- Directed by: Rama Rau
- Written by: Bonnie Fairweather Kathleen Hepburn
- Produced by: Sally Karam
- Starring: Julia Sarah Stone Martha Plimpton
- Cinematography: Steve Cosens
- Edited by: Michael Pierro
- Music by: Casey Manierka-Quaile
- Release date: December 1, 2018 (Whistler);
- Running time: 93 minutes
- Country: Canada
- Language: English

= Honey Bee (2018 film) =

Honey Bee is a 2018 Canadian drama film written by Bonnie Fairweather and Kathleen Hepburn, directed by Rama Rau and starring Julia Sarah Stone and Martha Plimpton. It is Rau's narrative feature directorial debut.

==Cast==
- Julia Sarah Stone as Natalie
- Martha Plimpton as Louise
- Steven Love as Ryan
- Michelle McLeod as Chante
- Connor Price as Matt
- Sofia Banzhaf as Cherry
- Maurice Dean Wint as Det. Walker
- Peter Outerbridge as Christian
- Tammy Isbell as Sophia

==Release==
The film premiered at the 2018 Whistler Film Festival, and was released commercially on September 20, 2019.

==Reception==
The film has a 100% rating on Rotten Tomatoes based on seven reviews. Brad Wheeler of The Globe and Mail awarded the film two and a half stars out of four.
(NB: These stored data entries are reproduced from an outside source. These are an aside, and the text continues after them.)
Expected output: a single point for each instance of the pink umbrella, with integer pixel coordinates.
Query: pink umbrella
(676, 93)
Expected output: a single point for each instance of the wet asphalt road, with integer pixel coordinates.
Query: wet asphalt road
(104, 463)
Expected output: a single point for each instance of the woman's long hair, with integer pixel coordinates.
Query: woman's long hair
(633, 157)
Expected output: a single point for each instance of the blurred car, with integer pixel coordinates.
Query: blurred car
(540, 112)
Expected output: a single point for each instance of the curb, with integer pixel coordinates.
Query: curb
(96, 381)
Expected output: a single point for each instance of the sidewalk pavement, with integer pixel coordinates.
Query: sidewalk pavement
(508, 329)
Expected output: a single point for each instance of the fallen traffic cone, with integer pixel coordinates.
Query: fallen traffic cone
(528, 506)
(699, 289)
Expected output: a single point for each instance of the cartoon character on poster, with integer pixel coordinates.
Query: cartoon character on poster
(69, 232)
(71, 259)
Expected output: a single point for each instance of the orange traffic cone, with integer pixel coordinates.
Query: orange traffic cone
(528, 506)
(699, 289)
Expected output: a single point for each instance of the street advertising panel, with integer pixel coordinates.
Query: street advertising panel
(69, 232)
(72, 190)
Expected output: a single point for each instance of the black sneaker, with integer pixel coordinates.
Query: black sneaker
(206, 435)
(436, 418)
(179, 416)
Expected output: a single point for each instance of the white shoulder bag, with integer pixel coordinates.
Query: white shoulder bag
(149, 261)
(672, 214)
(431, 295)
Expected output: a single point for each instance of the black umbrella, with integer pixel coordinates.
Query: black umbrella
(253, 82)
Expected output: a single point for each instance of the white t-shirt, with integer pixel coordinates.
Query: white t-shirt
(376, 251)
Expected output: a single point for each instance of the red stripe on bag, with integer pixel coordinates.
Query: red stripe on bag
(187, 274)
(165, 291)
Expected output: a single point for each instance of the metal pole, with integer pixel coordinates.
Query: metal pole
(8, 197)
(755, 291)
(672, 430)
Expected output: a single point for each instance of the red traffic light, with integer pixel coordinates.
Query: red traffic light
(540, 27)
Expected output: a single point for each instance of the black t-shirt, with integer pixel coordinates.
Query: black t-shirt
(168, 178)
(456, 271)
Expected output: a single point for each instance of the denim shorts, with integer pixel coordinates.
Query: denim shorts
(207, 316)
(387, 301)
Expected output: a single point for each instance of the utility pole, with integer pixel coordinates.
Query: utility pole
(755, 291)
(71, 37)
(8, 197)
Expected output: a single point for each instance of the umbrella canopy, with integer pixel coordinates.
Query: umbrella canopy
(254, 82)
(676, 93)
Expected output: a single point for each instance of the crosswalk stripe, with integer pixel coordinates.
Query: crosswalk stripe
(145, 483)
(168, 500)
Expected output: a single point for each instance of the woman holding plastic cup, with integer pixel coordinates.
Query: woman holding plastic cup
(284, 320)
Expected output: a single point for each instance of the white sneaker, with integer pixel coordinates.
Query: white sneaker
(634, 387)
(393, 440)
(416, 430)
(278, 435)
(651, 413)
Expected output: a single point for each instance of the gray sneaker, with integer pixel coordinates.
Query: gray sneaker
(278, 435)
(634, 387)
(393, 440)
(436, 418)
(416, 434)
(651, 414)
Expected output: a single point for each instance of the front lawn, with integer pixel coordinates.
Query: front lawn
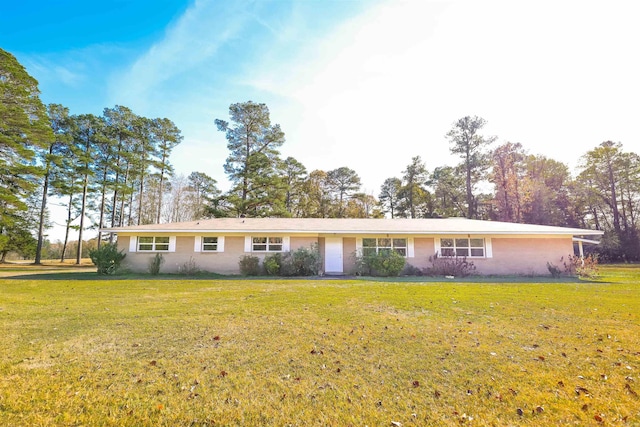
(319, 352)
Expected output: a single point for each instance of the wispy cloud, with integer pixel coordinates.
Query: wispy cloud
(193, 40)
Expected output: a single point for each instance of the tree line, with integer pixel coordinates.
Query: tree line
(114, 170)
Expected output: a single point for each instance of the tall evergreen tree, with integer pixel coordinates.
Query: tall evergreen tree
(253, 144)
(390, 195)
(24, 128)
(343, 182)
(53, 162)
(167, 136)
(467, 142)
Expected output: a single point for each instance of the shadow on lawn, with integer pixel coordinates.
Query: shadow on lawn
(91, 275)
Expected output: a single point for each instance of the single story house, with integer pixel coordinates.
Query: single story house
(216, 245)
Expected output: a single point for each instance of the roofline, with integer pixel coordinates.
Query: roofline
(413, 232)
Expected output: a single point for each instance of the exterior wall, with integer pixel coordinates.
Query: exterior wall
(524, 256)
(423, 248)
(511, 255)
(214, 262)
(348, 250)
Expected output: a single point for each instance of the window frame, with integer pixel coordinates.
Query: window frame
(143, 240)
(204, 245)
(267, 242)
(391, 246)
(454, 248)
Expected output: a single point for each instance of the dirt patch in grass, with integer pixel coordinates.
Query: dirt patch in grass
(308, 352)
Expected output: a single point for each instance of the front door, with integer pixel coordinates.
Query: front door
(333, 263)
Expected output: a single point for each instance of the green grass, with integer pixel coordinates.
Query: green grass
(172, 352)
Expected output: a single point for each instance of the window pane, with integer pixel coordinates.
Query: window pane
(462, 252)
(369, 243)
(209, 243)
(401, 251)
(477, 243)
(384, 243)
(368, 251)
(447, 252)
(446, 243)
(462, 243)
(399, 243)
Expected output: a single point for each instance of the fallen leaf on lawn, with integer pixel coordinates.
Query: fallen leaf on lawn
(582, 390)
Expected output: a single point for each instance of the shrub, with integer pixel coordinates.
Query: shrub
(302, 262)
(155, 263)
(107, 258)
(554, 270)
(584, 268)
(412, 270)
(450, 266)
(249, 265)
(384, 263)
(272, 264)
(189, 268)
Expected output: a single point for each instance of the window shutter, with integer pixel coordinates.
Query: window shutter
(410, 248)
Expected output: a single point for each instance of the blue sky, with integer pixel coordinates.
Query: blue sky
(365, 83)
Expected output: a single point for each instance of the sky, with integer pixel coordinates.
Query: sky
(366, 84)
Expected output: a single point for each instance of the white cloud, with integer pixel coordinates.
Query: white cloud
(387, 85)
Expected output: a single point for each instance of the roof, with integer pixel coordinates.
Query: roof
(429, 226)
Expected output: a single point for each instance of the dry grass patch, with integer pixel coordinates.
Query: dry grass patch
(235, 352)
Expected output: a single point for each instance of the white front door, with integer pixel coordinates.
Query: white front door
(333, 255)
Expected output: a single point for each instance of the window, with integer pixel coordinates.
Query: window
(372, 246)
(462, 247)
(155, 243)
(210, 244)
(266, 244)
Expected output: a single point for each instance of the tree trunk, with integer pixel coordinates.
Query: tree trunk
(85, 188)
(68, 227)
(43, 208)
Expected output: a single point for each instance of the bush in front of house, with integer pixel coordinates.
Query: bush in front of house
(107, 259)
(249, 265)
(383, 263)
(302, 262)
(584, 268)
(272, 264)
(155, 263)
(450, 266)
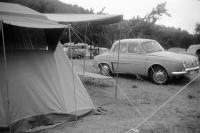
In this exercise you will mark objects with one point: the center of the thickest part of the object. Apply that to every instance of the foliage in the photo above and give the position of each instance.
(105, 35)
(156, 13)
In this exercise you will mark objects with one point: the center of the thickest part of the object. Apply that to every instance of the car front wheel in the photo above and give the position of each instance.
(158, 75)
(104, 69)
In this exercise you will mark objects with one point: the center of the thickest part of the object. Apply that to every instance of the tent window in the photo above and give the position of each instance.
(24, 38)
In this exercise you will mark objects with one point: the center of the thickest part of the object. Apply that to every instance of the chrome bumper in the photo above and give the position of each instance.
(187, 70)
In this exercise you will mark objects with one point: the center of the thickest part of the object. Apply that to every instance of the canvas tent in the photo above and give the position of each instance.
(37, 78)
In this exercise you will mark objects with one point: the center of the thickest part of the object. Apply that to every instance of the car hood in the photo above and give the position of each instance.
(174, 56)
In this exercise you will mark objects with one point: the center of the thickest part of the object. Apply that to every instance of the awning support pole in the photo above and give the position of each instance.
(73, 74)
(6, 78)
(116, 87)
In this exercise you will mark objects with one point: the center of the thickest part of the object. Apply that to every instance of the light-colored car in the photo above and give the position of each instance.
(145, 57)
(194, 50)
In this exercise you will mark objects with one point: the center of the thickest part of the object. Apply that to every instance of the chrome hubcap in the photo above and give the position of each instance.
(160, 76)
(105, 70)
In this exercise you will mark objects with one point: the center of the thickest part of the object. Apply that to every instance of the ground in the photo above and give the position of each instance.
(137, 99)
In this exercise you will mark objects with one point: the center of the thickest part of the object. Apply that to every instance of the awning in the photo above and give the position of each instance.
(18, 15)
(85, 18)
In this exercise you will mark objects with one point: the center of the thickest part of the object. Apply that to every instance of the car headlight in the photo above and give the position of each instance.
(197, 61)
(184, 64)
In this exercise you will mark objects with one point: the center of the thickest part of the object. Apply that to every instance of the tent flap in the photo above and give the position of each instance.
(18, 15)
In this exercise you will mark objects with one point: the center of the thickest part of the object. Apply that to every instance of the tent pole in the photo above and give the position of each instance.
(70, 42)
(85, 52)
(5, 67)
(116, 87)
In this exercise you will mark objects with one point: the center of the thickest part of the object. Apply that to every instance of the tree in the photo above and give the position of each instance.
(156, 13)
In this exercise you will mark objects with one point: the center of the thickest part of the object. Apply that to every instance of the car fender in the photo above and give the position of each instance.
(168, 66)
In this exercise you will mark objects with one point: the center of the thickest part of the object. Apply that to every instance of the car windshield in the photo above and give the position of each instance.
(152, 46)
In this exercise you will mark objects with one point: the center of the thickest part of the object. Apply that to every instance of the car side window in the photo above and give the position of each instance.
(135, 48)
(123, 48)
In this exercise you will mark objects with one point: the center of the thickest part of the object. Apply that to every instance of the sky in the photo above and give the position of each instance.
(184, 13)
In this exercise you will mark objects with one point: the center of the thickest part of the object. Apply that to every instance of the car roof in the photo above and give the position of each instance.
(136, 40)
(194, 46)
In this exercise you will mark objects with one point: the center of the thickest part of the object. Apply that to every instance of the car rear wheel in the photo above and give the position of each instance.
(105, 69)
(159, 75)
(198, 54)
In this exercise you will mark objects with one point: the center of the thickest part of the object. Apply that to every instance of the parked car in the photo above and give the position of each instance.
(145, 57)
(194, 50)
(73, 52)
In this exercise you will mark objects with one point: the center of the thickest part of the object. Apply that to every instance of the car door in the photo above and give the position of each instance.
(132, 58)
(136, 59)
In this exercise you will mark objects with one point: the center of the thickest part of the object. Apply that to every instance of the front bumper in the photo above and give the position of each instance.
(187, 70)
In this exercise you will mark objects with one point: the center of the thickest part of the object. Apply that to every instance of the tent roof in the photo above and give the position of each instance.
(18, 15)
(85, 18)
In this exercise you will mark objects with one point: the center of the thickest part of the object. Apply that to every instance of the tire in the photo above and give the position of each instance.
(79, 57)
(105, 69)
(159, 75)
(198, 54)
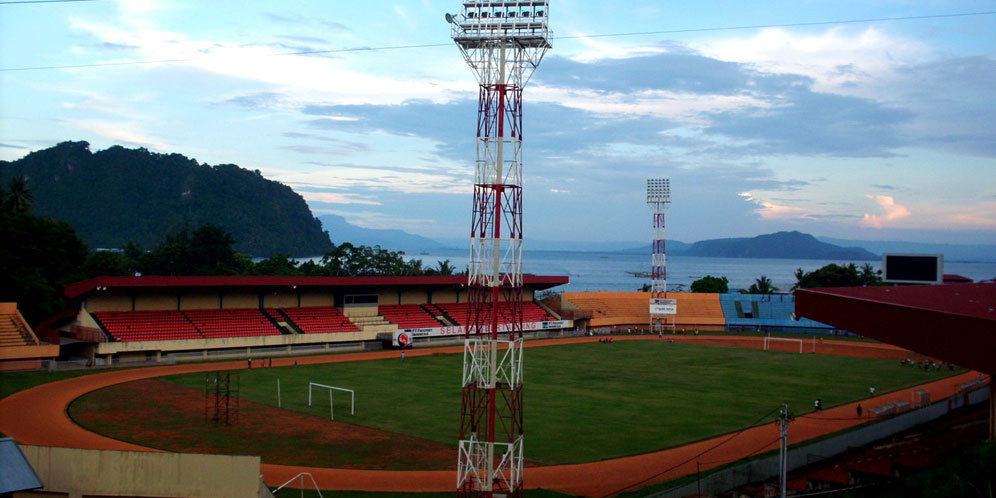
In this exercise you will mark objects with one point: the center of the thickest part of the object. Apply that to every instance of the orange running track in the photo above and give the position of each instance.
(39, 416)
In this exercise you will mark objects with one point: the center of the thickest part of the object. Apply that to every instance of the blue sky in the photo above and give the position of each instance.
(876, 131)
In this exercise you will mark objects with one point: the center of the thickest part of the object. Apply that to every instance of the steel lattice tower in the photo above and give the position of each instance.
(659, 199)
(503, 43)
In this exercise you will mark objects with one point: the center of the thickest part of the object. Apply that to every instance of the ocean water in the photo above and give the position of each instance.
(607, 271)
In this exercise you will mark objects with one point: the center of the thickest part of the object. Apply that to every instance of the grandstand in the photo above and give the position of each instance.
(608, 309)
(700, 311)
(124, 319)
(319, 320)
(766, 311)
(20, 348)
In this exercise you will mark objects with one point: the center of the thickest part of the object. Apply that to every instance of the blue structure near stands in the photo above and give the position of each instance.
(767, 311)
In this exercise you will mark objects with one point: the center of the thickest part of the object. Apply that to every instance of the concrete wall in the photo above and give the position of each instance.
(79, 473)
(240, 300)
(105, 348)
(317, 299)
(155, 301)
(108, 301)
(444, 296)
(800, 456)
(199, 301)
(419, 296)
(280, 299)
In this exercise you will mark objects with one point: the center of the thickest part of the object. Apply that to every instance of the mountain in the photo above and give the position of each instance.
(119, 195)
(952, 252)
(342, 231)
(786, 245)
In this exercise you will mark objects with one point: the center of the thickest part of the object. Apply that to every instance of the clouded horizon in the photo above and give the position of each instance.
(876, 131)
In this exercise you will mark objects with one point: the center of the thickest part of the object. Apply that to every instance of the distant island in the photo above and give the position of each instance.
(780, 245)
(119, 195)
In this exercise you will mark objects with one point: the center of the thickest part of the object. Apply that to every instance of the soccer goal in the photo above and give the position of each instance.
(352, 397)
(767, 342)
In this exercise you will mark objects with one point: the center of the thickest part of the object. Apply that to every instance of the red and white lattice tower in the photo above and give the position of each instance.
(503, 43)
(659, 199)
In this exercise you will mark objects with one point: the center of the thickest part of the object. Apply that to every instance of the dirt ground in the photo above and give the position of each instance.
(39, 416)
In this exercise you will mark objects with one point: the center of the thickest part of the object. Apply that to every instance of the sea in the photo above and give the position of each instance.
(611, 271)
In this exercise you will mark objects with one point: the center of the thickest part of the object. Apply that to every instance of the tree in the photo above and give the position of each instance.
(18, 197)
(831, 275)
(209, 250)
(762, 285)
(869, 275)
(442, 268)
(347, 260)
(277, 265)
(711, 284)
(38, 258)
(106, 264)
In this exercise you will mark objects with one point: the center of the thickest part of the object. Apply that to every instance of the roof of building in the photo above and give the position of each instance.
(955, 323)
(17, 473)
(87, 286)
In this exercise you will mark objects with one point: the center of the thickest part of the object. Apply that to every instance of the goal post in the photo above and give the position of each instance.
(768, 339)
(352, 397)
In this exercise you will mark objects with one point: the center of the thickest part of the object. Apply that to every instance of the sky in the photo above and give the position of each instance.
(881, 130)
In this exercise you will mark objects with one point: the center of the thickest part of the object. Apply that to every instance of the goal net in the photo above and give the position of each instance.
(352, 397)
(770, 341)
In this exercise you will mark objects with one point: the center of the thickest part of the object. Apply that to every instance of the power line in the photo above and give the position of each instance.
(42, 1)
(433, 45)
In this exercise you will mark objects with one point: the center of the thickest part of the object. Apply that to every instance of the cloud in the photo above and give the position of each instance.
(892, 210)
(335, 198)
(122, 132)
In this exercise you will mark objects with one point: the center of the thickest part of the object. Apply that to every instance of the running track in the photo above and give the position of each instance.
(39, 416)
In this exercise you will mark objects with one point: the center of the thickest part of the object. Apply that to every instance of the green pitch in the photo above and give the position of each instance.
(586, 402)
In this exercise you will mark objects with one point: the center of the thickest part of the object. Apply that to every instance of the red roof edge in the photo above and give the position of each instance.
(78, 289)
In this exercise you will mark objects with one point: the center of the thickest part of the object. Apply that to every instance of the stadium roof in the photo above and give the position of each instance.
(954, 323)
(87, 286)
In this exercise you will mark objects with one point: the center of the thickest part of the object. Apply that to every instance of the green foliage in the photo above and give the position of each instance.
(443, 268)
(209, 250)
(38, 257)
(834, 275)
(119, 195)
(347, 260)
(711, 284)
(762, 285)
(108, 264)
(18, 197)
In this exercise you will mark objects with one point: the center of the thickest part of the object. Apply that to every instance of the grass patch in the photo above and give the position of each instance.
(607, 400)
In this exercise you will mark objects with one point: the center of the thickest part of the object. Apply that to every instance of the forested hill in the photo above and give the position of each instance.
(793, 245)
(119, 195)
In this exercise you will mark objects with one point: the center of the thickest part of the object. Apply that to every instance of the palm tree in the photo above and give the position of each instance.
(18, 196)
(869, 275)
(444, 267)
(762, 285)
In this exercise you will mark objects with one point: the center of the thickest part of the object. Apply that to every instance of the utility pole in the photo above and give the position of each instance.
(783, 420)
Norman Wilner of Now gave the film a positive review and wrote that it "doesn’t break new ground for this sort of drama, but it distinguishes itself in its slow accumulation of small moments."

Andrew Parker of TheGATE.ca also gave the film a positive review and wrote, "Anchored by Stone’s best performance to date as the caustic, but perceptive and often sympathetic Natalie, Honey Bee is a character drama that succeeds at every level."